Wie denkt dat aan onze voeten weinig te rapen valt, wie meent de bodem van zijn bestaan wel te kennen of geen behoefte voelt er kennis van te nemen, wie liever naar de hemel kijkt of vooruit naar de toekomst blikt, ambitieus, zelfbewust en een tikkeltje gehaast, die wacht een geweldige verrassing bij lezing van dit oeuvre. Het avontuur bevindt zich niet aan de andere kant van de heuvel, het dient te worden opgegraven uit het dagelijks leven.
Schrijvers kunnen over een bekende wereld schrijven zodat de lezer die herkent, of juist, wat nog knapper is, een
| |
| |
bekend veronderstelde of domweg vervelend gevonden wereld zo beschrijven dat die alsnog vreemd, verontrustend en spannend wordt. Dat laatste kunststuk onderneemt Anton Valens. Hij opent in zijn proza de deuren naar de vertrekken waar de hoogbejaarden huizen, waar de vissers blijven varen ondanks visquota en het immer slechte weer, waar volkstuinders spitten, planten, bewateren en over elkaar roddelen. Hij neemt lezers mee naar plekken waar weelde nog verrast.

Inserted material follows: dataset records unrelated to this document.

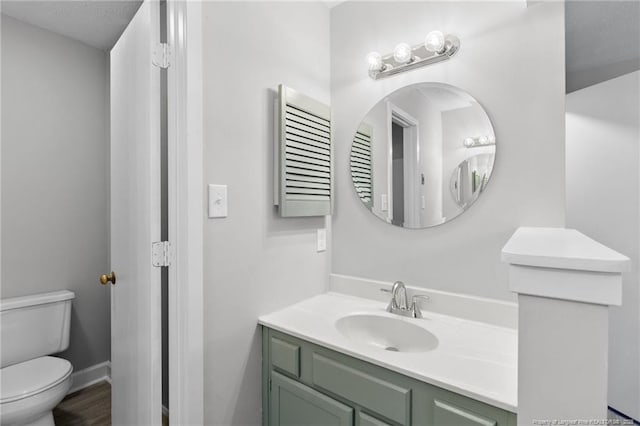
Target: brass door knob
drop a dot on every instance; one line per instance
(104, 279)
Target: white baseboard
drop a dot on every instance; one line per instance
(90, 376)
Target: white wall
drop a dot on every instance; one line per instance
(603, 201)
(55, 178)
(255, 262)
(512, 61)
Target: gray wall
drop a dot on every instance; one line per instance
(512, 62)
(603, 201)
(55, 178)
(255, 262)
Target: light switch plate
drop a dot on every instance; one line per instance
(384, 202)
(217, 201)
(322, 239)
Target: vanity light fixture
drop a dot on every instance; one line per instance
(479, 141)
(437, 47)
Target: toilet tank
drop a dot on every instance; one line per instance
(34, 326)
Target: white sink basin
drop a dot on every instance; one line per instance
(385, 333)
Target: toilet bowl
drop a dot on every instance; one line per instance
(31, 383)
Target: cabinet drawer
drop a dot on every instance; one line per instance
(367, 420)
(448, 414)
(294, 404)
(285, 356)
(387, 399)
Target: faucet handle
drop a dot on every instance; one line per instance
(415, 307)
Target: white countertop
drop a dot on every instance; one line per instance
(562, 249)
(474, 359)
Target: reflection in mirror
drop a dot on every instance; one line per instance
(422, 155)
(469, 179)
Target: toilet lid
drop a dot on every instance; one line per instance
(28, 378)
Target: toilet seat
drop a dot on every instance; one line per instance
(29, 378)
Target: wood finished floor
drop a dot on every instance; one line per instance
(88, 407)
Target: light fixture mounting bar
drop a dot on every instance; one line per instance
(420, 57)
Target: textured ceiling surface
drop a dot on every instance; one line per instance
(602, 40)
(96, 23)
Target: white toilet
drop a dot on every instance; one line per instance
(31, 383)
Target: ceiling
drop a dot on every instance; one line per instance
(96, 23)
(602, 41)
(602, 37)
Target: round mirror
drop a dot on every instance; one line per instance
(422, 155)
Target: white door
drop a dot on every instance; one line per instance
(135, 223)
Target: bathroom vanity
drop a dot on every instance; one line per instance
(321, 366)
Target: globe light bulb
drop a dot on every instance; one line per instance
(434, 42)
(374, 59)
(402, 53)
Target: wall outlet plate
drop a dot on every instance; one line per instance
(322, 239)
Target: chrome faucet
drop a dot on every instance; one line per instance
(399, 303)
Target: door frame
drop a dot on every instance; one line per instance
(411, 131)
(186, 221)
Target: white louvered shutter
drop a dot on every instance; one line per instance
(305, 169)
(361, 172)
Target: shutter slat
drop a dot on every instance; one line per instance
(292, 130)
(291, 109)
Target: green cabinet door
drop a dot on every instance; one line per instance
(294, 404)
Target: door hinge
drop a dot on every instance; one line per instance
(162, 55)
(161, 253)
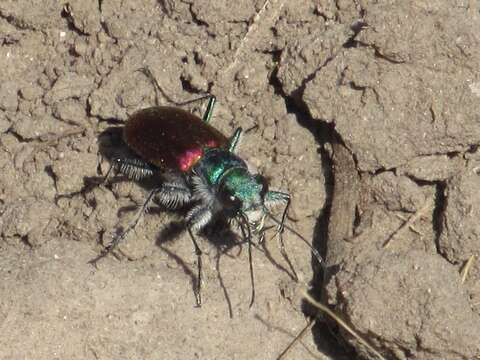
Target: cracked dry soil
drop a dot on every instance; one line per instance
(365, 111)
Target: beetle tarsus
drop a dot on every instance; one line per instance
(198, 285)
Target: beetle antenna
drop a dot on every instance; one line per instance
(243, 222)
(281, 224)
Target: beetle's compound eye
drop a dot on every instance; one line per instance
(262, 181)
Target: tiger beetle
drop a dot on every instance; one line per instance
(198, 169)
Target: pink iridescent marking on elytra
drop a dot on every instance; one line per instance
(212, 143)
(189, 158)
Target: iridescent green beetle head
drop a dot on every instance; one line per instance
(240, 191)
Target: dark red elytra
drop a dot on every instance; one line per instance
(169, 137)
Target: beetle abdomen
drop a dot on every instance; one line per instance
(170, 138)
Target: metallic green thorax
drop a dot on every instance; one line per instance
(224, 170)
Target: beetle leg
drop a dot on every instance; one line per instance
(198, 217)
(198, 252)
(117, 239)
(173, 195)
(133, 168)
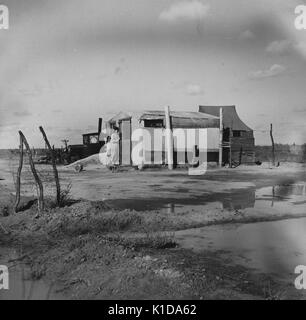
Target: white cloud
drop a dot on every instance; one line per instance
(246, 35)
(185, 10)
(300, 47)
(279, 47)
(273, 71)
(194, 89)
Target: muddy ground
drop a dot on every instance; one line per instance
(115, 235)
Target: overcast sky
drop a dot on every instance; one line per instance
(65, 63)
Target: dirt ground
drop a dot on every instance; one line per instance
(114, 237)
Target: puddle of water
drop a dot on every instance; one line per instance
(20, 288)
(270, 247)
(283, 197)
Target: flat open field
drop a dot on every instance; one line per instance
(157, 233)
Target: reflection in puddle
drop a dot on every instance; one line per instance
(20, 286)
(267, 197)
(270, 247)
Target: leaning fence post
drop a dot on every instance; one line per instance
(19, 175)
(58, 188)
(37, 179)
(169, 138)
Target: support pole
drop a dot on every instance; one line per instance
(55, 172)
(221, 138)
(19, 175)
(169, 138)
(273, 147)
(35, 174)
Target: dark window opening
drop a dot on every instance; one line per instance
(236, 133)
(156, 123)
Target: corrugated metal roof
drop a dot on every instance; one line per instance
(230, 116)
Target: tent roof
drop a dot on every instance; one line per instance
(230, 116)
(179, 119)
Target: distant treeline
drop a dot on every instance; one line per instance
(283, 153)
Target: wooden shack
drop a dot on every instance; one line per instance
(238, 143)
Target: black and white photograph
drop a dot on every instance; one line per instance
(152, 150)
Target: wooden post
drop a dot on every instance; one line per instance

Hoe doet de schrijver dat? Hoe weet hij van onderwerpen waar andere auteurs gedachteloos aan voorbij gaan grootse literatuur te maken? Hoe pakt hij dat aan?
| |
2
Anton Valens volgde aan de Rietveldacademie en aan de Rijksacademie de opleiding schilderkunst en is een zogeheten dubbeltalent - naast schrijver is hij ook schilder, en waarschijnlijk is hij het allebei tegelijk. Zijn schildersblik laat hij in ieder geval niet achter in zijn atelier wanneer hij begint aan een stuk proza. Neem het begin van Meester in de hygiëne, als in de eerste, bijna paginalange alinea de ik-verteller zijn cliënt, mevrouw Waghto, in woorden portretteert. Daar zit ze in de grote stoel met haar muisgrijze sloffen in een gebloemde blouse met pofmouwen en in een zwarte rok die valt ‘als het zwarte vierkant van Malevitsj’. Alles is scheef aan haar gezicht en haar kapsel, en haar krakende stem klinkt op: ‘“Bij de pakken neer zitten, wat had dat voor zin?”’ De verteller observeert nauwkeurig de groeven in haar gezicht, die ‘op littekens van bijlslagen leken’, en die bij elke lichtval een ander beeld opleveren terwijl ze haar ‘hulpie’ met half toegeknepen ogen aankijkt, ‘alsof ze de horizon afspeurde naar een zeil’.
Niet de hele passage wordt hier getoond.